The above query extracts json data, performs some processing on every instance of "foo", and then filters the data down to just those entries with a specific UUID that was extracted in the first module. This query is potentially very costly, as the indexer must retrieve every record in the "default" tag for the given timeframe, and the lookup module must perform additional data lookups. If we moved the filter to the json module instead, we could reduce the overhead considerably, especially if acceleration is enabled on the default tag. By moving the filter to the beginning of the query, we allow the indexer to perform retrieval optimizations on disk, and we minimize the number of entries sent down the pipeline.

An optimized version of this query would look like:

tag=default json UUID=="cd656e75-d54d-4e80-ac13-bc77abdde0ad" foo | lookup -r data foo bar baz | table

In this query we filter first (and possibly enable acceleration if it’s enabled on the default tag), and minimize the data sent to the later modules to just entries we want.

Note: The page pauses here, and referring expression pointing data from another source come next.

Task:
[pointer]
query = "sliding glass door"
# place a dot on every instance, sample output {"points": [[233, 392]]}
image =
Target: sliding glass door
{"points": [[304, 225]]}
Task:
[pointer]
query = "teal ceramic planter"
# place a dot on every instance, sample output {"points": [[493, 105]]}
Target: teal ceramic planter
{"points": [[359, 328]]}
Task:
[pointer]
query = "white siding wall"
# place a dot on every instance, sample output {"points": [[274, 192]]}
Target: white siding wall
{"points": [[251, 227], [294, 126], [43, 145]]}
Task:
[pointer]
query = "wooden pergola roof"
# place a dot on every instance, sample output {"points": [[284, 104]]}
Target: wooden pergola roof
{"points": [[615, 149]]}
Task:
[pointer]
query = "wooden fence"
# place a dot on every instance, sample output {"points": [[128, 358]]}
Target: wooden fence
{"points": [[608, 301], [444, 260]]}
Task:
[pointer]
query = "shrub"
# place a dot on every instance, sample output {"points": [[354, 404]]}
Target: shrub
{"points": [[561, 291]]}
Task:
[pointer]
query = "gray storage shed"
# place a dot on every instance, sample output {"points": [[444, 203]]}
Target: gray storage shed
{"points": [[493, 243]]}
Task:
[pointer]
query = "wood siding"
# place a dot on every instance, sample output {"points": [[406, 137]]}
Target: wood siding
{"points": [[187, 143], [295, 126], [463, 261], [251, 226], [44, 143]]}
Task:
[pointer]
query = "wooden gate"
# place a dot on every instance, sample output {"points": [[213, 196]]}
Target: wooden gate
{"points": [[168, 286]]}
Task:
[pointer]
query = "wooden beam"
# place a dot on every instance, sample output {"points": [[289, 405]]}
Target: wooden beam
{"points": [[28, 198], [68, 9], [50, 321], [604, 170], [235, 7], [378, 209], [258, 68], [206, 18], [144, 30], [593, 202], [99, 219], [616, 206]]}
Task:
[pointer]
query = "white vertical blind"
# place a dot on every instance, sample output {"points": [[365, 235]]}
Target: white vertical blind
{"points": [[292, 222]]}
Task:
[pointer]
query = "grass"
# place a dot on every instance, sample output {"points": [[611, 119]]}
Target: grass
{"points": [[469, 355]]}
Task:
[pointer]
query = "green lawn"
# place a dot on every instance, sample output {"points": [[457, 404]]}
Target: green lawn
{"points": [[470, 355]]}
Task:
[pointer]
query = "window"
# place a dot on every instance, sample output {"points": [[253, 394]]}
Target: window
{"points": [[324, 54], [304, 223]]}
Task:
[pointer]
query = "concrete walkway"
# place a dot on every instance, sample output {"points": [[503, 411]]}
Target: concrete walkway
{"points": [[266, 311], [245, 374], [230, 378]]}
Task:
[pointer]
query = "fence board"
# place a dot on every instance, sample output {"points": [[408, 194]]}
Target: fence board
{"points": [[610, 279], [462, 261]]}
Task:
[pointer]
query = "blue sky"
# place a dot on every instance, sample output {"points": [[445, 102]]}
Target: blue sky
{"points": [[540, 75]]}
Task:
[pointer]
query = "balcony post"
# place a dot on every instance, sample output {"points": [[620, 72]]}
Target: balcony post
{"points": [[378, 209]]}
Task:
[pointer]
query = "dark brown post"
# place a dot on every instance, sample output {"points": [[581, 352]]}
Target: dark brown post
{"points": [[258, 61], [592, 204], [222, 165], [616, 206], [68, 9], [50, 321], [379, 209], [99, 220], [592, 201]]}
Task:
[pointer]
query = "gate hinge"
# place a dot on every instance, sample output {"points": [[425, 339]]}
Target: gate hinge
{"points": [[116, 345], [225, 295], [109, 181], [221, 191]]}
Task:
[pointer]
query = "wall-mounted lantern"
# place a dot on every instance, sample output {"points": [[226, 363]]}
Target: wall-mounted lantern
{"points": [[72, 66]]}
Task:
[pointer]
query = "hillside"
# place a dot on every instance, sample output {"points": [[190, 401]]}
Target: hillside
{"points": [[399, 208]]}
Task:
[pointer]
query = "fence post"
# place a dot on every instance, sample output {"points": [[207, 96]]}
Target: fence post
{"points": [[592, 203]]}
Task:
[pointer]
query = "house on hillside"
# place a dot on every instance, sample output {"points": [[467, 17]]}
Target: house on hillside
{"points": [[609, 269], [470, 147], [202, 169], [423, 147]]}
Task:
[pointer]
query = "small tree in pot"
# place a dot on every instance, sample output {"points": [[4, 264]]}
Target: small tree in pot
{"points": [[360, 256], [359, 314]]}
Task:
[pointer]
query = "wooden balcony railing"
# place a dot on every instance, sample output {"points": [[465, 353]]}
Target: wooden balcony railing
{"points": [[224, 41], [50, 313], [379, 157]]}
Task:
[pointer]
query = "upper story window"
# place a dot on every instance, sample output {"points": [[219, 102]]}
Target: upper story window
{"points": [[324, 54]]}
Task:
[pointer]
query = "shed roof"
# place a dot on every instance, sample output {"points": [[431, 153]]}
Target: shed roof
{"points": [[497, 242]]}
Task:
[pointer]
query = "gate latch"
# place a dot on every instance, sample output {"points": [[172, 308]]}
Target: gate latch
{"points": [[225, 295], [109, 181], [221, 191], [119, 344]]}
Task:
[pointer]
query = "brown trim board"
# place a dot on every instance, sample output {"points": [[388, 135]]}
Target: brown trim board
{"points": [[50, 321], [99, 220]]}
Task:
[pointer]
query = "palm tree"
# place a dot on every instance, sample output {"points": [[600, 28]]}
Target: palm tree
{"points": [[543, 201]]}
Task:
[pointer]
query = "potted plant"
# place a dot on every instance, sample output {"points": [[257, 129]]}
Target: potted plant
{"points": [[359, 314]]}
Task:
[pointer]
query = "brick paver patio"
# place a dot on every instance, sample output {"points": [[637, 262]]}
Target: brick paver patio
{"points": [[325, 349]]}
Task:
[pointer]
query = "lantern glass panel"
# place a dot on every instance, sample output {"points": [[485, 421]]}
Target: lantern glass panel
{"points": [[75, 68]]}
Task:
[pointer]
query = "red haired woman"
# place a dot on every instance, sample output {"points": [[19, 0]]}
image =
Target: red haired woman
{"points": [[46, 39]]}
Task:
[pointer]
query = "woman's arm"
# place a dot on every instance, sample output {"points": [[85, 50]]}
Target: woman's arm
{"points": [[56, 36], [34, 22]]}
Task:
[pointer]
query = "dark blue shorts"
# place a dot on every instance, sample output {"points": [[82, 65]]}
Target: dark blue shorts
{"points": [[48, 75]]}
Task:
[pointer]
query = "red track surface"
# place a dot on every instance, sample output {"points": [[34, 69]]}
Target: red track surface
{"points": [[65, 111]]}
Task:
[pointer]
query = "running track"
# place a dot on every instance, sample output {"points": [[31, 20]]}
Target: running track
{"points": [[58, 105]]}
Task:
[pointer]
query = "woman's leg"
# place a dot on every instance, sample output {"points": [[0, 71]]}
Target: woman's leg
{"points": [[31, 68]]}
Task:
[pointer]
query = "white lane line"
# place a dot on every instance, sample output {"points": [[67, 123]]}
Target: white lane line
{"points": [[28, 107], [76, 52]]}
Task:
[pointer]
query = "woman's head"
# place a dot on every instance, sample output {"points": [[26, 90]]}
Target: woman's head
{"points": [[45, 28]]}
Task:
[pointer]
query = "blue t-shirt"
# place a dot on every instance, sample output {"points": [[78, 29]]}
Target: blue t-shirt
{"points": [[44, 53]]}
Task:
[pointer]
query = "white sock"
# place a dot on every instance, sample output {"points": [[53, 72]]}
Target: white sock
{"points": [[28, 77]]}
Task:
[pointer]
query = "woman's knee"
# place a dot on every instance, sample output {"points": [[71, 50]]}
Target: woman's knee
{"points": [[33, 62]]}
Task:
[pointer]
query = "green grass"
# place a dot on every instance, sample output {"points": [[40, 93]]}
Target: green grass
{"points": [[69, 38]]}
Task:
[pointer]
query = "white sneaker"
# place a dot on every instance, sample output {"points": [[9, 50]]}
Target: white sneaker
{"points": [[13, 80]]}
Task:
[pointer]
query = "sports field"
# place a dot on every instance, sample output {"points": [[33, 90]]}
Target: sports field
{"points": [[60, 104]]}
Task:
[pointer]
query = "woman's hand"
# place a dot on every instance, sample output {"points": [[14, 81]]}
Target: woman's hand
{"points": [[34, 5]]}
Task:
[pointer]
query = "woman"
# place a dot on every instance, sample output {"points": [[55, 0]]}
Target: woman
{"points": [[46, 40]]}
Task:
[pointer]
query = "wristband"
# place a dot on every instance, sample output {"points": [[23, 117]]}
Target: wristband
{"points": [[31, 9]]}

Put condensing modules as late in the query as possible

NOTE: This tip applies only to Gravwell deployments with multiple indexers.
Some modules require knowledge of all data passing through that portion of a pipeline in order to function. For example:

tag=default json value | table value

This query simply asks all indexers to extract "value" from JSON data and show it on a table. This is a simple operation to perform in parallel because the indexers don't need to coordinate or share any data -- they simply send their results to the webserver to be rendered.

Now consider:

tag=default json value subxml | stats mean(value) | xml -e subxml Name | stats unique_count(Name) | table mean unique_count
Gravwell architecture improve search

This query performs a mean operation on "value" early in the pipeline. In order to calculate the mean, the stats module must have all instances of "value". This causes the query to "condense" at the stats module, meaning that the indexers no longer run in parallel, but instead send their data to the webserver after extraction, and the remaining query is performed on the webserver. It is best to put condensing modules as late in a query as possible so that indexers can continue to run in parallel. Since no other modules except for table depend on the mean, we can simply rearrange this query. Additionally, the stats module can perform multiple operation in a single invocation:

tag=default json value subxml | xml -e subxml Name | stats mean(value) unique_count(Name) | table mean unique_count

Gravwell architecture improve search extractors indexer

In this form of the query, the indexers perform the extractions locally at each indexer, and then send the data to the webserver to perform the stats operations.